こうした感想は自分の経験をベースに感じることではあるが、だがありえないような回数の本番を重ねる踊り子さんたちは、世界でも特異なパフォーマーであり、広義の同業とすら言えない部分が多分にある(それでも投影することはかなり多いけれど)。何より、ポラでのお客さんとのコミュニケーションまで「パフォーマンス」のワンセットでもあるし。

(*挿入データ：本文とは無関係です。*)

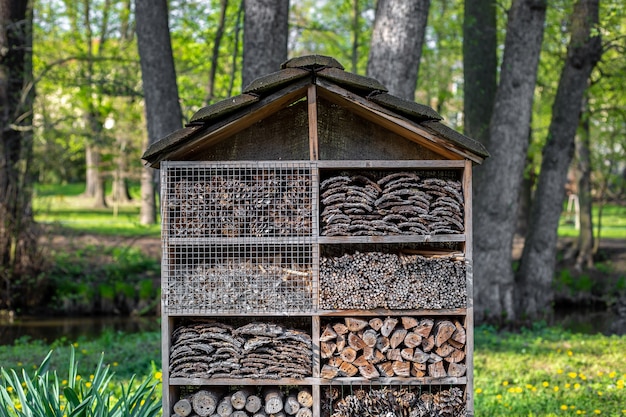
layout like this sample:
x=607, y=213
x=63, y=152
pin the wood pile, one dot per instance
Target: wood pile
x=369, y=280
x=388, y=401
x=255, y=350
x=400, y=203
x=393, y=347
x=247, y=401
x=263, y=204
x=242, y=285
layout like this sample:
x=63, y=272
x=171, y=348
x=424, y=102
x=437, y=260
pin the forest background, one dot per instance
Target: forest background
x=86, y=85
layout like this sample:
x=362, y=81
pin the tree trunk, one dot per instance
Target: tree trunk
x=583, y=176
x=396, y=45
x=265, y=30
x=539, y=256
x=480, y=66
x=18, y=244
x=499, y=178
x=163, y=114
x=216, y=50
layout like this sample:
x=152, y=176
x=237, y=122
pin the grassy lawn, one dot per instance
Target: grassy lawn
x=64, y=206
x=539, y=372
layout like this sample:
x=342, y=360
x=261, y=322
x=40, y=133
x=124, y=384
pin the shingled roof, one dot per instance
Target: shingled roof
x=283, y=87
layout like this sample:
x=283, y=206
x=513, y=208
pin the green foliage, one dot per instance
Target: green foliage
x=44, y=395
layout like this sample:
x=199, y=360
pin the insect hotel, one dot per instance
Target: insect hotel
x=317, y=253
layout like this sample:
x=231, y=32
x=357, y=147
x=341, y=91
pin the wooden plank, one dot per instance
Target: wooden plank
x=312, y=106
x=396, y=165
x=395, y=381
x=242, y=381
x=340, y=240
x=237, y=122
x=385, y=312
x=398, y=125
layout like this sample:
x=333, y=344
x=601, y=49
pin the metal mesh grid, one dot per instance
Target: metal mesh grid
x=242, y=278
x=238, y=199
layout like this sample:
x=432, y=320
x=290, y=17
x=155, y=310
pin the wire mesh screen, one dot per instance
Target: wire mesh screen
x=238, y=237
x=238, y=200
x=242, y=278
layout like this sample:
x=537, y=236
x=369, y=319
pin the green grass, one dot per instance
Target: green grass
x=613, y=223
x=64, y=206
x=549, y=372
x=544, y=371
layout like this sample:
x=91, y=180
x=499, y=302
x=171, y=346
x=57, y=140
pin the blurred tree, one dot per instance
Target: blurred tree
x=264, y=37
x=163, y=114
x=396, y=45
x=18, y=243
x=539, y=257
x=499, y=178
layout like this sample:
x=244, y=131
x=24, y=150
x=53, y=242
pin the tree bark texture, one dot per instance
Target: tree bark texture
x=163, y=114
x=479, y=67
x=17, y=243
x=396, y=45
x=265, y=30
x=499, y=178
x=539, y=256
x=583, y=176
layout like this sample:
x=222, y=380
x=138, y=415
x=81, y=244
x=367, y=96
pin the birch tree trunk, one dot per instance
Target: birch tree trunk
x=265, y=30
x=583, y=171
x=396, y=45
x=163, y=114
x=539, y=256
x=499, y=178
x=18, y=244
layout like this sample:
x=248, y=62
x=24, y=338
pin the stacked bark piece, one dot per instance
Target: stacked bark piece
x=401, y=203
x=393, y=347
x=239, y=203
x=255, y=350
x=395, y=281
x=245, y=402
x=389, y=401
x=242, y=285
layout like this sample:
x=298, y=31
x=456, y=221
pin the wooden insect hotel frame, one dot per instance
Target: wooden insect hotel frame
x=317, y=252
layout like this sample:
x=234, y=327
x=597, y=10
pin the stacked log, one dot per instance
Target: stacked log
x=393, y=347
x=261, y=204
x=400, y=203
x=255, y=350
x=242, y=285
x=388, y=401
x=248, y=401
x=369, y=280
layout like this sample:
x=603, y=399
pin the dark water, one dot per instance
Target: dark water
x=49, y=329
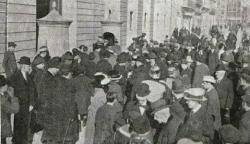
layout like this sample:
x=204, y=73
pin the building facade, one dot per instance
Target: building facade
x=124, y=19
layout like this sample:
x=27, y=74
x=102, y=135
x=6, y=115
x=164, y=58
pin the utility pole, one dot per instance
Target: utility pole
x=171, y=14
x=6, y=26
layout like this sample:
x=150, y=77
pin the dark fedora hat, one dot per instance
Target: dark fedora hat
x=11, y=44
x=24, y=60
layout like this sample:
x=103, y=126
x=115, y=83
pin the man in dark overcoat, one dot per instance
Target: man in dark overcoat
x=64, y=122
x=244, y=124
x=24, y=90
x=9, y=105
x=224, y=87
x=45, y=93
x=197, y=124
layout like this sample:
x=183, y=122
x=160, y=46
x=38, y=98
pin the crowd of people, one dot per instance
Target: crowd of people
x=191, y=89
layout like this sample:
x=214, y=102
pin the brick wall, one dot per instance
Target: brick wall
x=140, y=17
x=21, y=27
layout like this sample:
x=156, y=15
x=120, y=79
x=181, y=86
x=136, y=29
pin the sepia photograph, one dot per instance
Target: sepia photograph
x=125, y=71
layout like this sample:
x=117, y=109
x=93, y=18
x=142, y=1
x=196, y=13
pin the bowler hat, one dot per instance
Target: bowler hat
x=115, y=88
x=83, y=47
x=11, y=44
x=229, y=134
x=54, y=62
x=24, y=60
x=122, y=58
x=3, y=81
x=65, y=68
x=195, y=94
x=178, y=86
x=159, y=105
x=105, y=54
x=91, y=56
x=142, y=90
x=209, y=79
x=220, y=67
x=43, y=49
x=38, y=60
x=67, y=56
x=114, y=75
x=227, y=57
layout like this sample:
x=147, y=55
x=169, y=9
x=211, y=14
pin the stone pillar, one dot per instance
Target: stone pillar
x=54, y=32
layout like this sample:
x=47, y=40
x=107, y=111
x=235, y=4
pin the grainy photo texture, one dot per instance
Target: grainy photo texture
x=125, y=71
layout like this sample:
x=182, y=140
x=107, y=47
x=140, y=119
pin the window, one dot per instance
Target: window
x=110, y=13
x=130, y=20
x=157, y=18
x=58, y=5
x=164, y=20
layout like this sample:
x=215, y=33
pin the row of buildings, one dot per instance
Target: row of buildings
x=66, y=24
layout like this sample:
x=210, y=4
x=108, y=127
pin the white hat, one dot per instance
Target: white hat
x=195, y=94
x=106, y=79
x=209, y=79
x=189, y=59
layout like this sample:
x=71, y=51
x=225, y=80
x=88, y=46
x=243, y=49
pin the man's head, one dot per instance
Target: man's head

宇佐美さん。「黒煙」はかなり落ち着いて観られた。あいかわらずディティールで記憶違いしているところの確認もとりつつ、M2でコートの前を開いてから裾を掴んで右に扇に開いて見せる動きの鋭利さと画の強さに感嘆したりする。
コート姿でタイトに固めた(表情もまた)スタイルとキャラクターは、コートの前を開いて黒のシースルーの服越しに赤色で強調された下着が見えてもなお気位の高さを崩すことがないようなのに、実際に肌が見えると"脱いだ"という感触がすごく高まる。ただ、そこにプライベートな時間として心を許したような"脱ぎ"があるわけでもなく、単純なオンとオフの問題には還元できない。あるキャラクターの多面性ということ。
脱ぐということやエロさについて、また「人」への理解の多面性の現れにいつも驚く。宇佐美さんが曲展開に応じて演じ分ける(恣意性はみえないが)「人」の見え方の違いは、ほんとうに凄いとしか言いようがない。

ところで、この人はどうしてこんなに「動き」というものを知ってるのだろうと思う。それは技巧云々でなく、ある運動が感じさせる快楽について、生得的かつ知的に知り尽くしているということ。
これは「サマーチュール」だけど、備え付けのポールに絡んでも、ポールを軸に腕を伸ばしてする大きい旋回だけにとどまらず、慣性を活かしながら軸を移し、自分も小さく回転するという段階を作っていて、それは楽曲が要請している解釈の結果でもあるだろうけど、どうするとより気持ちのよい動きになるかという思考が形をとって、そのまま舞台に現れている。そこに至るプロセスの速さは伺い知ることができないけれど、ステージに張り巡らされた感覚の広さ(意識の問題ではない)と感覚への迷いなさが、そのまま宇佐美さんのパフォーマンスを観る快楽の深さに重なっている。少なくとも、自分には。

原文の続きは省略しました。